Today we are pumping XRP. To support our community, we are announcing 100,000,000 XRP GIVEAWAY,” the now-deleted tweet read.
The fake promo was then followed by a phishing link. To erase suspicions, the hackers retweeted official posts from Ripple Labs CEO, Brad Garlinghouse. They also replied to tweets with phishing links.
As they strove to regain control of the account, CoinDCX alerted its followers of the problem through its customer support Twitter handle.
We are in the process of further investigating the possible attempt to compromise our twitter (sic) profile…that has led to the inaccessibility of it,” they announced.
They went further to warn their users not to click on any link on the compromised account.
Spotted by Peckshield
Blockchain security company, Peckshield was the first to detect and report the hack through intel from a Twitter user. Peckshield put up a tweet alert immediately.
Seems like Indian crypto exchange CoinDCX’s Twitter account…was compromised & has been used by the exploiter to share links to fraudulent $XRP GIVEAWAY. Thanks @aayushrai11 for the intel,” the tweet read.
They posted the alert with a screenshot of the fake XRP promo on the compromised page.
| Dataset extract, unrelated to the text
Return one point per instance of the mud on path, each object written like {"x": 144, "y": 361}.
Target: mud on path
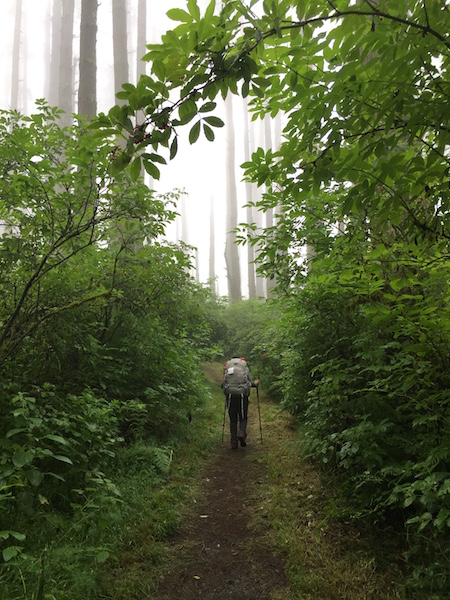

CoinDCX is India’s first crypto unicorn and has over 230.7K followers on Twitter. Followers who clicked on the link are at risk of losing their assets. However, CoinDCX has announced that they’ve regained control of the account.
📢 Important Update. pic.twitter.com/RTeIZ5EzRK
— CoinDCX: Making Crypto Accessible to Indians (@CoinDCX) September 20, 2022
A Series of Twitter Phishing Hacks
CoinDCX’s attack is one of the several hacks that have occurred in the last couple of months. In fact, CoinDCX is not the only Indian organization that has suffered a hack. In April, India’s University Grant Commission (UGC) was a victim of a Twitter hack used to promote fake Azuki NFT airdrops. Several journalists and celebrities also raised alarms on alternative media that they’d lost control of their account. Similarly, the official Twitter account of the University of the Philippines was hacked to promote a fake airdrop.
Furthermore, in May, Mike Winkelmann (aka Beeple) fell victim to a Twitter breach. The exploiters used the compromised account to promote a phishing scam that stole over $72,000 from victims.
The most notable of all, however, especially in light of recent events, would be the British Army’s account compromise. In July, hackers used the account to promote BTC and NFT scams. However, the British Army regained control after two hours.
The breach of the Army’s Twitter and YouTube accounts that occurred earlier today has been resolved and an investigation is underway.
The Army takes information security extremely seriously and until their investigation is complete it would be inappropriate to comment further.